Fedora is a well designed, serious distribution for the serious Linux enthusiast. Perhaps not as hardcore as Gentoo or Slackware, but not terribly far behind either. The latest efforts put behind Fedora are close to matching the release speed seen with Ubuntu, although perhaps not quite as frequent. Every release in recent years has been cutting edge for early adopters looking for that latest and greatest experience.
If you're looking for a fun, cutting edge Linux experience thats not going to leave you feeling like a complete newbie the entire way, then perhaps Fedora is something to consider. It's fast, easy to install and with the exception of any bugs given with PulseAudio, pretty stable to use.
3) PCLinuxOS is an OS Different From the Rest
Take distros such as OpenSUSE and Mandriva, then toss them into a blender with a few special ingredients added. You would likely come up with something a lot like PCLinuxOS.
Much like Fedora, PCLinuxOS is available in both GNOME and KDE flavors. The official release however, is the KDE-based distro.
At first boot, you can see how PCLinuxOS is very much of the same spirit as SimplyMepis. Features like PulseAudio -- focusing on stability over cutting edge -- give new users a chance of success with some of the best hardware detection out there.
Here's where it gets interesting.

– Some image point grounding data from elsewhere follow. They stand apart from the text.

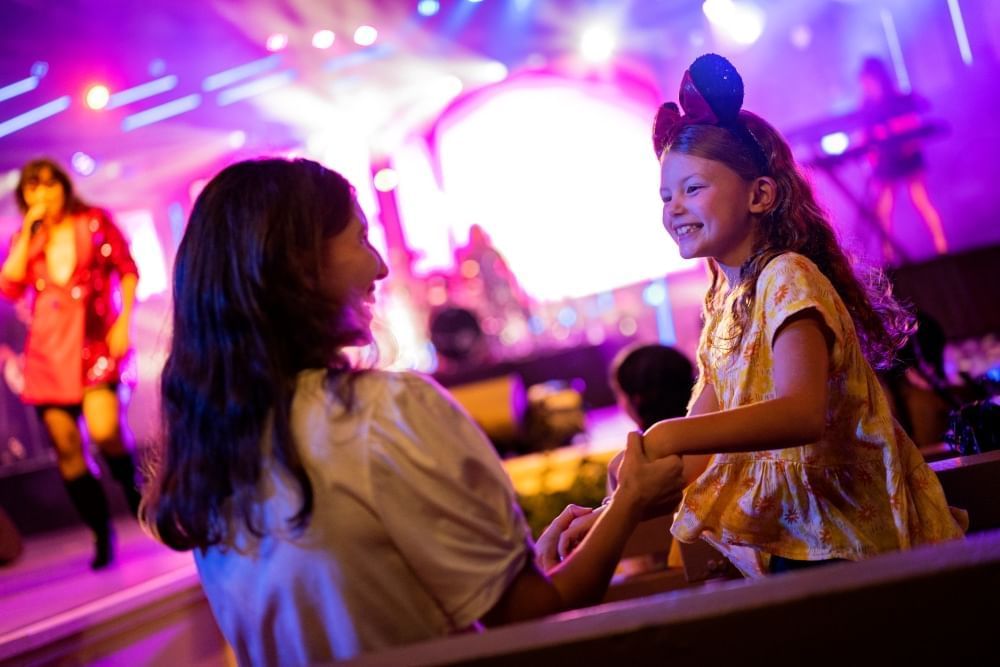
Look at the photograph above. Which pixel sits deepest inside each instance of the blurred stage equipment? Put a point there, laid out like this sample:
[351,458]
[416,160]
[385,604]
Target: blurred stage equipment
[555,414]
[10,540]
[855,124]
[456,334]
[498,406]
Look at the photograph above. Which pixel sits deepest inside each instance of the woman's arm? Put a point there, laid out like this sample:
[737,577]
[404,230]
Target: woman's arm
[15,267]
[796,416]
[583,577]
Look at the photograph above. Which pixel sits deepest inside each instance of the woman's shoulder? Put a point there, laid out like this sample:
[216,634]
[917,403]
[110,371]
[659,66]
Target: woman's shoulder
[371,386]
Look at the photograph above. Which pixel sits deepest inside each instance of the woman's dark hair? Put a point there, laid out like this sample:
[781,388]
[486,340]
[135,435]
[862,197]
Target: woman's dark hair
[249,313]
[875,68]
[655,379]
[796,223]
[30,174]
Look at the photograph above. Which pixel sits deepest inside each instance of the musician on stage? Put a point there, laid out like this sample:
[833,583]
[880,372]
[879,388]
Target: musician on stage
[890,112]
[67,258]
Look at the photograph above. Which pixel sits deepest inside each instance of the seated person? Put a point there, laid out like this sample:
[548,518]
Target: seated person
[335,510]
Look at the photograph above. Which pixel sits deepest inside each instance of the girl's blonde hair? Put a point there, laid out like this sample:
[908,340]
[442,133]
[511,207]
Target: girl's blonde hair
[795,223]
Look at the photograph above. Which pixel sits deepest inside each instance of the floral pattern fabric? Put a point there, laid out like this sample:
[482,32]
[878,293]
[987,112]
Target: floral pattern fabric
[862,490]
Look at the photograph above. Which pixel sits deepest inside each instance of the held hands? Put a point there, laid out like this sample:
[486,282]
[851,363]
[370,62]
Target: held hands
[547,554]
[645,482]
[635,480]
[117,338]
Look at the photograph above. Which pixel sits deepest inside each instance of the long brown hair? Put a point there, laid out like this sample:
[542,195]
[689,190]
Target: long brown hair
[796,223]
[30,173]
[249,313]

As PCLinuxOS is a distro very much like Mepis, the differences largely come down to preferences.
For instances, Mepis provides better tools to manage user accounts, while PCLinuxOS provides a vastly superior control center independent of KDE. The only problem is PCLinuxOS thinking that "Graphical Server" is going to make any sense to anyone who is not already familiar with Linux. Newbies would have no idea what this means.
On the plus side, I love that I am looking at real parental controls. I also like the fact that the PCLinuxOS control panel comes with a really great security settings group.

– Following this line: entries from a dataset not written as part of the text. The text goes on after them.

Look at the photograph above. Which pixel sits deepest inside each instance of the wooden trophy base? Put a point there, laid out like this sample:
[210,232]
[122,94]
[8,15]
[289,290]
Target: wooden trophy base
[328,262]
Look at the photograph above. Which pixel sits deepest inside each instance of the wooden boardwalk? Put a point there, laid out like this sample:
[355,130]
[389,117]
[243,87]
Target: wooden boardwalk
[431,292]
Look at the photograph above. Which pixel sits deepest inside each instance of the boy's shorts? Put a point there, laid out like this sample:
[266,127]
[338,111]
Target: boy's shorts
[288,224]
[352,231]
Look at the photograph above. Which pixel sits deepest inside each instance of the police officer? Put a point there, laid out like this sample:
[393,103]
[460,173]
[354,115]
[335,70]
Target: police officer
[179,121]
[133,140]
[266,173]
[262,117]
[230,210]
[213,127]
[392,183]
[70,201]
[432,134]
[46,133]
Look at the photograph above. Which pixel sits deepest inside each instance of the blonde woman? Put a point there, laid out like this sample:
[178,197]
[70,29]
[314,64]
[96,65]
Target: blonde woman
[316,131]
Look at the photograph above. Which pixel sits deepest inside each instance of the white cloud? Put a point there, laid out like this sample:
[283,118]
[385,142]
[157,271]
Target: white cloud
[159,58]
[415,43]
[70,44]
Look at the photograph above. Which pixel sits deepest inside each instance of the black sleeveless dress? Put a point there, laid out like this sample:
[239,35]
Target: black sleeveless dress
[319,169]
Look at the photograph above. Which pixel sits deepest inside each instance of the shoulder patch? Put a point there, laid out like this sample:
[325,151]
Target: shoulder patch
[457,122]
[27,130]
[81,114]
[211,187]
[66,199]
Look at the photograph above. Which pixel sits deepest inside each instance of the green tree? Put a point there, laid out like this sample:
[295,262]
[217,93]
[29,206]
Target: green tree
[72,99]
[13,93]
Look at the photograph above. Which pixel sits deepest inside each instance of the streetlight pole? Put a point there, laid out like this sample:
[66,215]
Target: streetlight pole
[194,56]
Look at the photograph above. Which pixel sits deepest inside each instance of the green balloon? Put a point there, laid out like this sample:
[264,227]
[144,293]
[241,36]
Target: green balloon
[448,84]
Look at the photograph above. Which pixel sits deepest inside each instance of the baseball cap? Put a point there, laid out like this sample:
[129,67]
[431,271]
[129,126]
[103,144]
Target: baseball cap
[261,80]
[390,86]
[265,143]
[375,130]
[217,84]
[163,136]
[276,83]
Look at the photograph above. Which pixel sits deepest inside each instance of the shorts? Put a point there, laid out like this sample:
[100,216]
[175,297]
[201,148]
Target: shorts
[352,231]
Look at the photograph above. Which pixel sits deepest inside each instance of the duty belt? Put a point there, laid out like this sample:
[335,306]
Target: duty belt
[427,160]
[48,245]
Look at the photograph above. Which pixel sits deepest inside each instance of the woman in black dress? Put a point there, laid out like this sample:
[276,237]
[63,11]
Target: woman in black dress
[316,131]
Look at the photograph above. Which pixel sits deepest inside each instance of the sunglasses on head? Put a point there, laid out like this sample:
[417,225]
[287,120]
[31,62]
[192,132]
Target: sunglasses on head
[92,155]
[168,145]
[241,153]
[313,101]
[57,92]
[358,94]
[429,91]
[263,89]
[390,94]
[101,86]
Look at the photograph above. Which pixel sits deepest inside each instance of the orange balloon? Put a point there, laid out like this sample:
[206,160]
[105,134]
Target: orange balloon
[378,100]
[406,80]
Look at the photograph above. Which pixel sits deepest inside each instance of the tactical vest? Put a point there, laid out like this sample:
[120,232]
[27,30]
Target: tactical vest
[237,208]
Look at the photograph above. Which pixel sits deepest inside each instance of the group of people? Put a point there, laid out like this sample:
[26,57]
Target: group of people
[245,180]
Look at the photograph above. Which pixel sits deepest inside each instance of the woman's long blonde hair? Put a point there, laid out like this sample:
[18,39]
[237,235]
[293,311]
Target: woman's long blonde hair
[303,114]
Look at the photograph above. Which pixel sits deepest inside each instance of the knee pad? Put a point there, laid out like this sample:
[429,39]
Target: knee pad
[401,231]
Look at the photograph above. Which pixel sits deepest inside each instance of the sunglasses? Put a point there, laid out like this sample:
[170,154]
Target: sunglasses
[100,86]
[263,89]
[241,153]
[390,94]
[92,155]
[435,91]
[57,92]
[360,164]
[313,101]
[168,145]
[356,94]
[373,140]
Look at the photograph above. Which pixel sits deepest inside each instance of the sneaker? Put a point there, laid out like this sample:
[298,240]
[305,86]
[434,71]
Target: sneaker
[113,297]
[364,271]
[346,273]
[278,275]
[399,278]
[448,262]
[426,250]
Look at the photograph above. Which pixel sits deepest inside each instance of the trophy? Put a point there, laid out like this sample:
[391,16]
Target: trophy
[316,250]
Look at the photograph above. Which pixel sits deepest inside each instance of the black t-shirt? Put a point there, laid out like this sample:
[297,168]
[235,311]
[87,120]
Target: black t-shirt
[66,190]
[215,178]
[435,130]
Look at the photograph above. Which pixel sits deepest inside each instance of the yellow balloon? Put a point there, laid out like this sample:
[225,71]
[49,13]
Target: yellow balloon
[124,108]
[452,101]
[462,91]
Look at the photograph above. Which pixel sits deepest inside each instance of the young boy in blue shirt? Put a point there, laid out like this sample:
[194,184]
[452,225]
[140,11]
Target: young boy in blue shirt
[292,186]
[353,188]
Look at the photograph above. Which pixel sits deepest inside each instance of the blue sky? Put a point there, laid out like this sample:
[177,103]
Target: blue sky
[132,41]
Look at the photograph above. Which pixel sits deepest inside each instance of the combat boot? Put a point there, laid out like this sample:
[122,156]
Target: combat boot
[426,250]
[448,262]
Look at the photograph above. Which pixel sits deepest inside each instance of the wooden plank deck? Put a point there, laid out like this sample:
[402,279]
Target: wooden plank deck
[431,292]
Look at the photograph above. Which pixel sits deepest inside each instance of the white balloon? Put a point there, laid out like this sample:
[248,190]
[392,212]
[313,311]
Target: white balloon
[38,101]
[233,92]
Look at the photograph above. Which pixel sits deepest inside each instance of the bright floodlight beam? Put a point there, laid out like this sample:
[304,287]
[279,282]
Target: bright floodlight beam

Both of these features are something that I would love to see made available in this format, on other distros. Fat chance perhaps, but it would be nice thing to witness.
What about [My Favorite] Distribution?
This article serves as a roundup of Ubuntu alternative distributions that I believe provide genuine value due to my own usage, their history and general availability. So this leaves out some distributions of Linux that others users may feel worthy of inclusion. That's fine. But I stand by my choices regardless.
The above distributions provide the following benefits. Stable, mature projects. Each of the above has a history of keeping things up to date and do well in addressing known bugs.
No DVDs. I am sorry, but distros that require DVD ISOs are simply out of the question as it limits options for those without DVD writers.
Not based on Ubuntu. Some people feel that Ubuntu code is simply not stable enough to put much faith in. Each of the distributions listed above are working from code not coming from the Ubuntu project.